Vibrations are the ones that are likely the most interesting, because those are likely to change before something breaks, not sure how fast you can make infrared sensors, but that's also an area where things are likely to alter before point of failure.

Comment Re:Maybe the world we made is a bit shit (Score 1) 107

The evolutionary pattern was created because food was unreliable and energy demands were unpredictable - but high, due to the large brain. (Possibly larger than it is today, but there seems to be conflicting data there.)

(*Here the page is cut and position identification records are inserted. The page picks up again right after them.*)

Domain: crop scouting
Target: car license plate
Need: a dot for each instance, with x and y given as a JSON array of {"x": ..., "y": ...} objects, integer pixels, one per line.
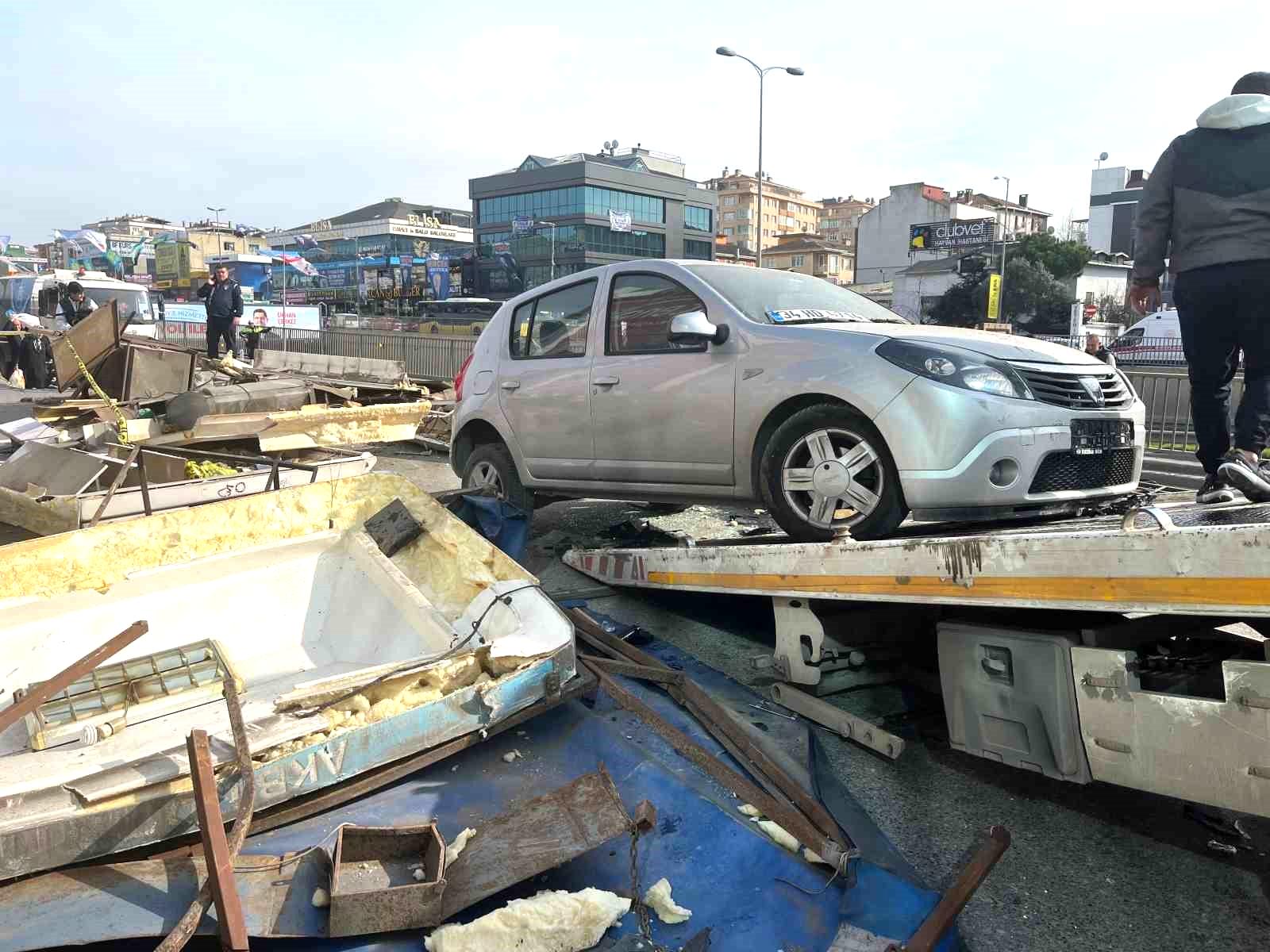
[{"x": 1094, "y": 437}]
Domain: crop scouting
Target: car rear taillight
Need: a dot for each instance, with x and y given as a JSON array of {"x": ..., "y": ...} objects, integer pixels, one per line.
[{"x": 459, "y": 378}]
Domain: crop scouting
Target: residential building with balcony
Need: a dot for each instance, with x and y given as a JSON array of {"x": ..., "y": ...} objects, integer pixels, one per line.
[
  {"x": 787, "y": 209},
  {"x": 556, "y": 216},
  {"x": 840, "y": 217},
  {"x": 812, "y": 254}
]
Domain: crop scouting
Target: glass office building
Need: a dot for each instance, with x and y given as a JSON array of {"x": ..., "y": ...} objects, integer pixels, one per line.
[{"x": 564, "y": 215}]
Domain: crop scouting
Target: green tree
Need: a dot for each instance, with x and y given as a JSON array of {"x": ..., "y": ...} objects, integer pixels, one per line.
[
  {"x": 1064, "y": 259},
  {"x": 1035, "y": 300}
]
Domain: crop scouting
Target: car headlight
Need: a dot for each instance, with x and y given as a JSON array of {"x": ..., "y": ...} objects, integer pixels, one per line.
[{"x": 956, "y": 367}]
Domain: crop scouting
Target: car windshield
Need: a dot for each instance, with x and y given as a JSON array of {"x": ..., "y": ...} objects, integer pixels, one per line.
[
  {"x": 133, "y": 302},
  {"x": 787, "y": 298}
]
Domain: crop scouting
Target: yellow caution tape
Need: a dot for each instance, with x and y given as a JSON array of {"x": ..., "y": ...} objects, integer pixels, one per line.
[{"x": 102, "y": 393}]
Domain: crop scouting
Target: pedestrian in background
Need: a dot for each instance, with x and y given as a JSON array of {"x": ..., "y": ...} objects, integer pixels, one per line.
[
  {"x": 1094, "y": 348},
  {"x": 224, "y": 300},
  {"x": 1206, "y": 209}
]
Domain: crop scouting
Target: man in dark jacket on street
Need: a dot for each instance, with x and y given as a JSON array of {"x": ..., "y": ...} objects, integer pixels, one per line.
[
  {"x": 1206, "y": 209},
  {"x": 224, "y": 300}
]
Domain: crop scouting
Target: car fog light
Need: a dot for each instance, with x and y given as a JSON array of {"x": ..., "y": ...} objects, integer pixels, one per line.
[{"x": 1003, "y": 473}]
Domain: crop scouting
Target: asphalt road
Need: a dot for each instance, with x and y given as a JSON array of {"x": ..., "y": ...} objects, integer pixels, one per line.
[{"x": 1091, "y": 867}]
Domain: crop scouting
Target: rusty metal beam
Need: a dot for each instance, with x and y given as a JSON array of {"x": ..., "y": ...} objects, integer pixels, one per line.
[
  {"x": 714, "y": 719},
  {"x": 535, "y": 837},
  {"x": 40, "y": 693},
  {"x": 188, "y": 923},
  {"x": 954, "y": 900},
  {"x": 220, "y": 866},
  {"x": 781, "y": 812}
]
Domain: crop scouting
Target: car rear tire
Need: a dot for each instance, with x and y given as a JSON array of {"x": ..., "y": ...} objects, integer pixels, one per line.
[
  {"x": 827, "y": 471},
  {"x": 492, "y": 465}
]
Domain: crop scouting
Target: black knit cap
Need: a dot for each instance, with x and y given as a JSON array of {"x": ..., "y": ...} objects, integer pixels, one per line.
[{"x": 1253, "y": 83}]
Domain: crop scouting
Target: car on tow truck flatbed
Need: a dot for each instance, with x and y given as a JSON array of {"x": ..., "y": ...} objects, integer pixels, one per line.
[{"x": 690, "y": 381}]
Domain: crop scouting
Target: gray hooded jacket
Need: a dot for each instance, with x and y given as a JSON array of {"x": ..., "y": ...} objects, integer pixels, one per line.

Now, rationing extreme energy foods is certainly one option, but it's not a particularly satisfactory one as the energy demands vary by profession and by time within a profession. You simply can't predict what people will need and there's no way to standardise this.

There is a second option. Intense focus is impossible for beyond about 45-90 minutes at a stretch, or for more than 3-5 hours in a day. Meetings degrade intelligence, according to psychological research, so you want to minimise those. After about 7 hours, work will mostly have negative value. If you increase the amount of high physical activity for at least an hour a day (and potentially longer if the amount of soft work is minimal in the job) then you will improve physical fitness and general health, without having to substantially alter diet. However, that still only gets you so far, because a poor diet still impacts physical and mental health, and can lead to brain decline. (It's a big factor in poor brain health in children in schools.)

A third option, then, is to actually improve meal quality in schools and for workplaces to work with the food industry to provide cheaper/easier access to high quality foods that actually taste good, not merely sensible energy foods. This would seem to be target solution, with in-work exercise to supplement it.